Digital Marketing Redux   //   August 13, 2024

Why tote bags are having a moment

When it comes to the most popular accessory of the summer, the tote has it in the bag.

Last month, Lands’ End’s canvas tote became the company’s number one SKU, up from its typical place in the top 15, Matt Trainor, the company’s svp of brand creative, told Modern Retail. Meanwhile, L.L. Bean is seeing sales skyrocket for its new bag celebrating the 80th anniversary of its signature Boat and Tote bag. And Trader Joe’s new mini cooler tote bag, released in June for $3.99, sold for upwards of $100 on resale sites like eBay and Poshmark.

While tote bags aren’t new, the products have been in extra-high demand lately. Some of this is economical; more consumers are opting for bags at more accessible price points as they look for ways to save money. What’s more, as of 2024, 20 U.S. states have banned plastic bags, leading customers in those markets to look for reusable alternatives. And — in a trend that’s taking off on social media — consumers are increasingly personalizing their totes. These go beyond simple modifications, like monogramming a bag with a person’s initials, with more people opting to include unconventional statements like “not not designer and “hot mess” as a form of self-expression. On TikTok, there are 13.3 million posts about the topic “monogrammed tote.”

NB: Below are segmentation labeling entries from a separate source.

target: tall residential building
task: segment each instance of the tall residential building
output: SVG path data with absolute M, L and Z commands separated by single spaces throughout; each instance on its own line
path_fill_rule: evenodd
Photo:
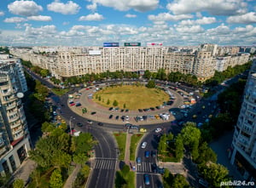
M 0 56 L 0 174 L 13 174 L 31 149 L 21 99 L 27 90 L 19 60 Z
M 244 90 L 243 102 L 235 128 L 231 163 L 243 178 L 256 180 L 256 60 Z
M 156 72 L 165 69 L 166 72 L 180 71 L 193 74 L 200 81 L 213 77 L 216 70 L 224 71 L 228 66 L 247 62 L 249 54 L 230 55 L 228 61 L 216 63 L 216 44 L 202 44 L 197 48 L 181 48 L 164 46 L 123 46 L 123 47 L 81 47 L 81 48 L 34 48 L 29 49 L 11 48 L 10 53 L 33 66 L 48 69 L 53 77 L 62 79 L 84 74 L 115 71 Z M 42 50 L 44 53 L 42 53 Z M 53 52 L 52 54 L 49 51 Z M 39 54 L 38 54 L 39 53 Z M 245 58 L 247 57 L 247 58 Z M 227 66 L 228 65 L 228 66 Z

Lands’ End has sold a tote since the 1970s but decided to put more marketing dollars behind the product in the past few months after seeing “so much noise in the market,” Trainor told Modern Retail. “We’ve made it a focus in PR, we’ve made it a focus in influencers and we’ve made it a focus in all of our upper-funnel activations,” he added. In fact, on Tuesday, the brand debuts a new trade-in program around its totes. People can pay $1 to swap a canvas tote from any brand for two Lands’ End canvas totes in medium and large. Lands’ End will work with the University of Madison to upcycle the bags it collects into a new product that is still yet to be decided.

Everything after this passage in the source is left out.